Zenrelia

Overview

On 12 June 2025, the Committee for Veterinary Medicinal Products (CVMP) adopted a positive opinion*, recommending the granting of a marketing authorisation for the veterinary medicinal product Zenrelia, film-coated tablets, intended for dogs. The applicant for this veterinary medicinal product is Elanco GmbH.

Zenrelia is a dermatological medicinal product containing ilunocitinib (ATCvet code QD11AH92) as the active substance. Ilunocitinib is a Janus kinase (JAK) inhibitor. It inhibits the function of a variety of pruritogenic and pro-inflammatory cytokines, as well as cytokines involved in allergies which are dependent on JAK enzyme activity. Ilunocitinib has minimal impact on other protein and lipid kinases and has therefore limited risk of off-target effects.

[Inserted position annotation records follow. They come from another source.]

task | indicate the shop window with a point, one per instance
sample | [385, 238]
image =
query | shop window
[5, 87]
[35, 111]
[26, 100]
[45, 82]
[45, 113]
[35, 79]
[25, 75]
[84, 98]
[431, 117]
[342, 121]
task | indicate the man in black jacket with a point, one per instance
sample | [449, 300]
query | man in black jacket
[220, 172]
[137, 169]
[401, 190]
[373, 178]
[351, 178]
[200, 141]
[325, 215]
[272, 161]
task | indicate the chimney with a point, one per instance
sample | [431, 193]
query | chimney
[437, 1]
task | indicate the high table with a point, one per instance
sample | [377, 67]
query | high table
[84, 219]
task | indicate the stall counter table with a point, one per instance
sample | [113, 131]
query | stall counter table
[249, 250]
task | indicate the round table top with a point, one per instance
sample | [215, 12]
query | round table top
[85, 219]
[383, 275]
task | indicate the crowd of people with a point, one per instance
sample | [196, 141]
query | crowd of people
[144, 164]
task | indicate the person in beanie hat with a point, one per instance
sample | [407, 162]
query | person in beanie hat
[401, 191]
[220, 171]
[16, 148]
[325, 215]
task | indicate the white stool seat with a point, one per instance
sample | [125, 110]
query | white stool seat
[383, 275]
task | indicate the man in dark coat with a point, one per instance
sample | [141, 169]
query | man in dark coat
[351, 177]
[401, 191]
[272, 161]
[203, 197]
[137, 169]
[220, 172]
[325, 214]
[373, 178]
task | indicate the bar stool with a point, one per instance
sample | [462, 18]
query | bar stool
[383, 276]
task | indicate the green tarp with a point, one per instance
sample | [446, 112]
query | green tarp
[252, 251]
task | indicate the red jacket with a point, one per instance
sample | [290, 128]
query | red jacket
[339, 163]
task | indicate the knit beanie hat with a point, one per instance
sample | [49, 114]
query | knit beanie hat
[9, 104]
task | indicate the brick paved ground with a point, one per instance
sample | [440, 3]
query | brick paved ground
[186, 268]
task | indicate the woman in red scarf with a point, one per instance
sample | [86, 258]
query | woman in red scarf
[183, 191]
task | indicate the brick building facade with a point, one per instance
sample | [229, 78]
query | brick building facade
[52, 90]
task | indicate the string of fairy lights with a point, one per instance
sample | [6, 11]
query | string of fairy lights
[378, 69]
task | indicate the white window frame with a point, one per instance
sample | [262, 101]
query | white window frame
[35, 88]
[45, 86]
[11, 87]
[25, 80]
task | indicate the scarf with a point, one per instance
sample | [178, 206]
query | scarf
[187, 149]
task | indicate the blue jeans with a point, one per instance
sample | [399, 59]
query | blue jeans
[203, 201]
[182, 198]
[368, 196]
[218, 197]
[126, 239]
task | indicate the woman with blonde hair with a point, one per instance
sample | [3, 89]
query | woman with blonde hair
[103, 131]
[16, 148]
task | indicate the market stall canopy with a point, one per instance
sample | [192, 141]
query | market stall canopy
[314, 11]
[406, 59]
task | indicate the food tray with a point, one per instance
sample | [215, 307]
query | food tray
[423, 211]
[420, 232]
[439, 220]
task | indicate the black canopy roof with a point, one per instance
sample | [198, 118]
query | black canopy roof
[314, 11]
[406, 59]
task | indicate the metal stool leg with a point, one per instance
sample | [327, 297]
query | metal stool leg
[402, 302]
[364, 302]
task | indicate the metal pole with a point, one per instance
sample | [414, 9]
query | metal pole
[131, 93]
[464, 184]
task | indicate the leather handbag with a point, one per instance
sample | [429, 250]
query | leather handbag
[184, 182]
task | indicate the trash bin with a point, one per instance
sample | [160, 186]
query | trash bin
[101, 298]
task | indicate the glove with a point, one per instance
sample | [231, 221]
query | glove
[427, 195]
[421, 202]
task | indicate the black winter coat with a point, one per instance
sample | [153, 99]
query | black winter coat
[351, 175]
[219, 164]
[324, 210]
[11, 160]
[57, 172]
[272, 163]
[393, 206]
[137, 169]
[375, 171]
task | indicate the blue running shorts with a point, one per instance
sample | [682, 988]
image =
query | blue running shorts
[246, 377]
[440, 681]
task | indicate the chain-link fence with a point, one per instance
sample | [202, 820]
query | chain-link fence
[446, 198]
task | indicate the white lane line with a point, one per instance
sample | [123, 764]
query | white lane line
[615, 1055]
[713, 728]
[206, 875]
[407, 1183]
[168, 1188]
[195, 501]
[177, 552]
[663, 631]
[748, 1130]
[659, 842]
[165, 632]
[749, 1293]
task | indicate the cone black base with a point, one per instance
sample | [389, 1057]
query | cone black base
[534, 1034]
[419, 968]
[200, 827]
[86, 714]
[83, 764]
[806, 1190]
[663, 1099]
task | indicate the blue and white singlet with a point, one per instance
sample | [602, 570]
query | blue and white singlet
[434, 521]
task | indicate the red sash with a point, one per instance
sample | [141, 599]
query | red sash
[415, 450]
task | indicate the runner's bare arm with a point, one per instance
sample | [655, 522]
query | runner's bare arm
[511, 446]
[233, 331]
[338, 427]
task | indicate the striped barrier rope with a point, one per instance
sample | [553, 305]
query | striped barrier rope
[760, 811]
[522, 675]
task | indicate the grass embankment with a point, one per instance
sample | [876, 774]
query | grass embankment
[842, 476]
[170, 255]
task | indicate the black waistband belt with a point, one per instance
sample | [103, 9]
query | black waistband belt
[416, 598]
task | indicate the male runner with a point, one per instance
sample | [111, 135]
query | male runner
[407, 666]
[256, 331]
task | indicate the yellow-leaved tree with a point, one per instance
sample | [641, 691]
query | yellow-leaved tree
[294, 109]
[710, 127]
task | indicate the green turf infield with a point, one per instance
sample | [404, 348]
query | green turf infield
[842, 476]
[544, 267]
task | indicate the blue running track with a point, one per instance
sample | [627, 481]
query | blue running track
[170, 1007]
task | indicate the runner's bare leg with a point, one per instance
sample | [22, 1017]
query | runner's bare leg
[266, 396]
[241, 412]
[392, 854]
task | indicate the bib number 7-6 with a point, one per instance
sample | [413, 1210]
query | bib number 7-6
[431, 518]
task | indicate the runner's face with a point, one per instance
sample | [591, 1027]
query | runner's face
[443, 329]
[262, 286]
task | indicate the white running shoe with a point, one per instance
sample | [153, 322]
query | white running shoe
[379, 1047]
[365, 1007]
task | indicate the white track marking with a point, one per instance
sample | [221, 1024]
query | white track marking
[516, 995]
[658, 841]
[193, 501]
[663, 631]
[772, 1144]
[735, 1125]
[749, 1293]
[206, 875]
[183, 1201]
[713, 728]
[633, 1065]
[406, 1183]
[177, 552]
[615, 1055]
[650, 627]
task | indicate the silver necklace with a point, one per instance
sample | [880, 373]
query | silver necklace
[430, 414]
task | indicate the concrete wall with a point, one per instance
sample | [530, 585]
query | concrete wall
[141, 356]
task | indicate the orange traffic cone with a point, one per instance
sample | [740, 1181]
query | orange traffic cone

The benefits of Zenrelia are its efficacy in the treatment of pruritus associated with allergic dermatitis in dogs, and in the treatment of clinical manifestations of atopic dermatitis in dogs.

The most common side effects are emesis, diarrhoea and lethargy.

Detailed conditions for the use of this product are described in the summary of product characteristics (SPC) which will be published in the Union Product Database (UPD) and will be available in all official European Union languages after the marketing authorisation has been granted by the European Commission.

The CVMP, on the basis of quality, safety and efficacy data submitted, considers that there is a favourable benefit-risk balance for Zenrelia and therefore recommends the granting of the marketing authorisation.